Photography by Clare Hawley, supplied by Belvoir Theatre

This may be why the production has had a mixed response. Some critics have praised the clowning of human misery, others found it distasteful, claiming it is racist in its stereotypes, takes cheap shots at NGOs, and is misogynistic. These claims – which I find unconvincing – show why the work is important not only as a protest for those living under the status ‘refugee’ but also to question the legacy and potentially utopian ideals of political correctness. If a production ‘bigs up’ racial stereotypes it does not follow that it reinforces them. A show does not make a claim or have an opinion – characters do. A role of theatre is to investigate such things as the line between culture and stereotype.

Other critics have noted that the piece is curiously moderate given the subversiveness of the original. What would a subversive work about refugees look like? Perhaps Peter Dutton doing something outrageous with a pig?

At its best, the show is subtly subversive because it damns both the political right’s callousness and – perhaps against its intentions – the left’s moral righteousness. A callousness that treats the refugee as a problem and not a person and a righteousness that does not recognise the overwhelming and perhaps impossible task of governments safe housing or settling the heartbreaking and incomprehensible numbers of displaced persons in the world.
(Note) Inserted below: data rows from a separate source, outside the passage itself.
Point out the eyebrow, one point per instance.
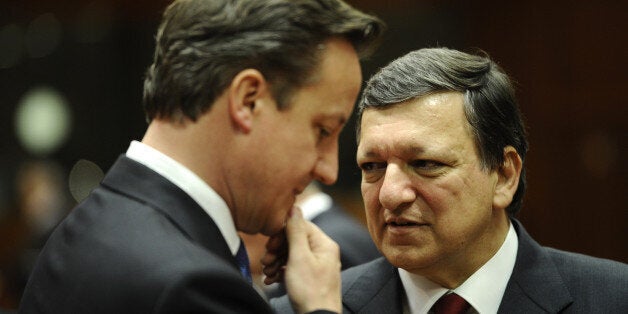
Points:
(407, 151)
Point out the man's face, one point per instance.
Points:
(300, 144)
(429, 202)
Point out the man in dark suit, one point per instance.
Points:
(442, 148)
(354, 241)
(245, 101)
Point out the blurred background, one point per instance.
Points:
(71, 77)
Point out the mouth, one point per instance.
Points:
(403, 223)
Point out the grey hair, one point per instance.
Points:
(490, 105)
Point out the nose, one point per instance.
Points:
(396, 189)
(326, 167)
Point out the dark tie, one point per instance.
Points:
(450, 304)
(243, 262)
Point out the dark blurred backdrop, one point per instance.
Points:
(71, 82)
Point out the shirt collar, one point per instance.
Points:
(191, 184)
(315, 204)
(483, 290)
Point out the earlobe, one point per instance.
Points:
(245, 90)
(508, 178)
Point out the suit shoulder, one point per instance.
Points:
(593, 282)
(582, 266)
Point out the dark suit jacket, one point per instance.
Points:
(544, 280)
(138, 244)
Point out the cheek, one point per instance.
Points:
(372, 208)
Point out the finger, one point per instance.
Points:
(277, 242)
(275, 278)
(297, 233)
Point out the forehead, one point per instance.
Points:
(435, 121)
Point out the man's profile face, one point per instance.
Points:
(428, 201)
(300, 144)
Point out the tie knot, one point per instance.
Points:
(450, 304)
(243, 262)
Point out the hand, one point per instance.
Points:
(312, 272)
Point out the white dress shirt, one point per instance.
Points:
(483, 290)
(191, 184)
(315, 204)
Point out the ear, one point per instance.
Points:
(245, 90)
(507, 178)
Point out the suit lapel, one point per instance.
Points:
(375, 290)
(535, 284)
(137, 181)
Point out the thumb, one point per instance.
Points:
(296, 231)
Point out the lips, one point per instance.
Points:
(402, 222)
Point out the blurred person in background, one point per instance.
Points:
(245, 102)
(442, 145)
(32, 202)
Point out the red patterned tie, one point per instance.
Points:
(450, 304)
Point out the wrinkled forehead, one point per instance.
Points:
(438, 112)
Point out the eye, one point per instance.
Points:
(427, 166)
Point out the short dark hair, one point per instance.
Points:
(202, 44)
(490, 105)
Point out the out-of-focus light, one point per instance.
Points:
(43, 35)
(42, 120)
(94, 22)
(84, 177)
(11, 43)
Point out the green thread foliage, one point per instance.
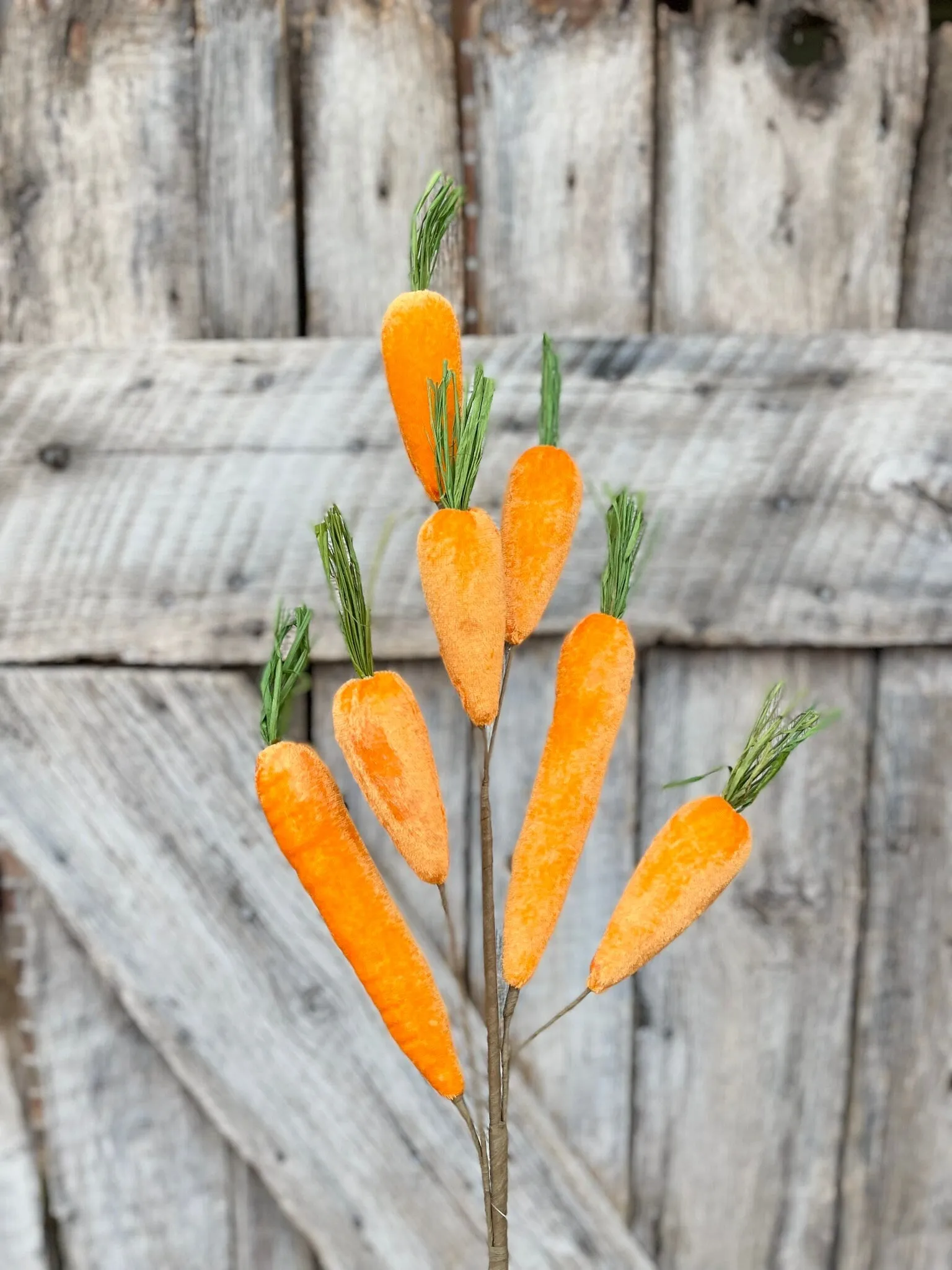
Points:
(286, 675)
(551, 394)
(343, 573)
(433, 215)
(625, 522)
(459, 453)
(772, 741)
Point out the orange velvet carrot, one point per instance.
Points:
(460, 554)
(540, 513)
(380, 726)
(697, 853)
(593, 680)
(314, 831)
(420, 331)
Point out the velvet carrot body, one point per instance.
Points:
(311, 826)
(380, 727)
(540, 512)
(420, 332)
(593, 681)
(460, 554)
(701, 849)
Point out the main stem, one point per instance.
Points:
(498, 1130)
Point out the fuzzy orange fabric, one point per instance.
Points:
(593, 681)
(461, 569)
(312, 828)
(419, 333)
(702, 848)
(380, 728)
(540, 513)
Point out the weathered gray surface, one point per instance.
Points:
(245, 178)
(583, 1067)
(927, 290)
(99, 238)
(897, 1168)
(216, 951)
(20, 1206)
(782, 190)
(379, 117)
(565, 130)
(800, 488)
(744, 1023)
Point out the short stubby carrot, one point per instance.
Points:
(420, 332)
(314, 831)
(593, 680)
(379, 723)
(701, 849)
(540, 512)
(460, 554)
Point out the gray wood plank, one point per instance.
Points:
(98, 213)
(159, 502)
(20, 1203)
(138, 1176)
(582, 1070)
(565, 127)
(744, 1023)
(927, 290)
(245, 171)
(897, 1166)
(379, 117)
(152, 849)
(785, 156)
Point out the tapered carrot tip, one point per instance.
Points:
(700, 850)
(461, 571)
(540, 513)
(420, 332)
(380, 728)
(319, 840)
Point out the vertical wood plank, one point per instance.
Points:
(927, 291)
(583, 1067)
(897, 1165)
(786, 149)
(565, 97)
(744, 1023)
(379, 116)
(245, 169)
(98, 215)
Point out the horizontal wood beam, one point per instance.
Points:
(157, 502)
(128, 797)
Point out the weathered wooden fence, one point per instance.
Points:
(179, 1046)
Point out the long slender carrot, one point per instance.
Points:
(701, 849)
(540, 513)
(593, 680)
(379, 723)
(420, 332)
(318, 837)
(460, 554)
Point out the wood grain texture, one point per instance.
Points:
(786, 148)
(159, 502)
(20, 1204)
(215, 950)
(582, 1070)
(379, 117)
(897, 1168)
(927, 290)
(245, 172)
(565, 103)
(746, 1023)
(99, 238)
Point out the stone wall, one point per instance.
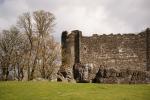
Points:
(126, 51)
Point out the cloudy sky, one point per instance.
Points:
(89, 16)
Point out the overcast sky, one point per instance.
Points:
(89, 16)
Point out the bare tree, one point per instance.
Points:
(38, 30)
(11, 50)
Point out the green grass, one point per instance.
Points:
(72, 91)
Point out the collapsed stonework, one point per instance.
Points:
(91, 58)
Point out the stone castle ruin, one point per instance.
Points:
(91, 58)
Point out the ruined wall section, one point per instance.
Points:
(70, 48)
(148, 48)
(67, 49)
(117, 51)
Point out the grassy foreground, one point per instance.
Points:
(72, 91)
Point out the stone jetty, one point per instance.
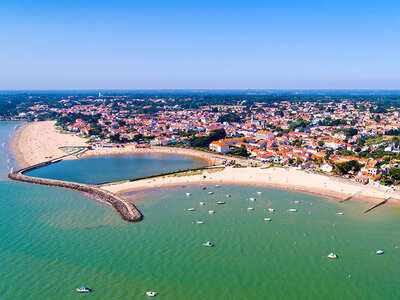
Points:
(126, 209)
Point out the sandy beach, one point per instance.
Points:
(39, 141)
(36, 142)
(284, 178)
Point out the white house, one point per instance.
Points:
(326, 167)
(219, 147)
(264, 135)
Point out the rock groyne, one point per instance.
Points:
(126, 209)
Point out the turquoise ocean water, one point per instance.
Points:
(101, 169)
(54, 240)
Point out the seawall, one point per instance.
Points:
(125, 208)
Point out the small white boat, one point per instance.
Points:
(208, 244)
(83, 289)
(332, 256)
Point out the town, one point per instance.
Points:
(355, 139)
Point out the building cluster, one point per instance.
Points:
(310, 135)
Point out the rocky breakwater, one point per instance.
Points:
(126, 209)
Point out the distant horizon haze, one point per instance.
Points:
(147, 45)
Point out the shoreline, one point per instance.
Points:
(14, 148)
(87, 154)
(281, 178)
(332, 188)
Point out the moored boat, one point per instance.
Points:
(83, 289)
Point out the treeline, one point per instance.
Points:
(205, 141)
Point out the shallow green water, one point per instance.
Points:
(101, 169)
(53, 240)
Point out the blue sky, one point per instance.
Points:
(153, 44)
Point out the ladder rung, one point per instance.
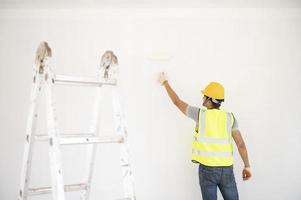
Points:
(88, 81)
(48, 190)
(83, 139)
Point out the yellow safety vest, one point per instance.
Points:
(212, 144)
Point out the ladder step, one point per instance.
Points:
(86, 81)
(48, 190)
(69, 139)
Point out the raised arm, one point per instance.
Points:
(171, 93)
(242, 149)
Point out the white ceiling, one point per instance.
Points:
(149, 3)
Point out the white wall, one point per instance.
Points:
(255, 53)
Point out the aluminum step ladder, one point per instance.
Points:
(43, 80)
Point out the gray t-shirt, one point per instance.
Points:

Sami in Paradise is hopeful that sympathy will sweep away callousness and moral righteousness. Sympathy requires us to acknowledge not just the good, but also the bad, ugly and ridiculousness in others, and in turn, ourselves. It demands that we listen to our hearts and that we recognise the reality of the situation so as to bring real and practical change.

This hopefulness is highlighted by Eamon Flack’s direction that ensures we are engaged both directly and indirectly by the ensemble, allowing us the space to laugh at and cry for Sami’s world. It is petered by Dale Ferguson’s purgatorial set – a large concrete warehouse-esque space, lit in a stripped back fashion by Verity Hampson and filled with the upbeat and mellifluous score of Jethro Woodward, with musicians Mahan Ghobadi and Hamed Sadeghi.

And the actors, of course, bring hope to the work through their sheer joy. In addition to Sami’s family, the large cast includes Fayssal Bazzi, Nancy Denis, Charlie Garber, Marta Kaczmarek, Mandela Mathia, Arky Michael, Hazem Shammas, and Vaishnavi Suryaprakash. While one might sense an inexperience in some members and expect tighter ensemble work and more biting, self-assured clowning, none of their faults are fatal, and the joy wins out.

As for Sami, in the end he realises that in death he would not fly to paradise but that he is already there and that paradise in this life is bleak, but beautiful.

At a time in which our immigration minister has said he would support fast track visas for white South African farmers, this is important theatre.

Go see Sami try to kill himself!

 

Post show I would recommend the film The Death of Stalin and Dostoevsky’s short story The Dream of a Ridiculous Man.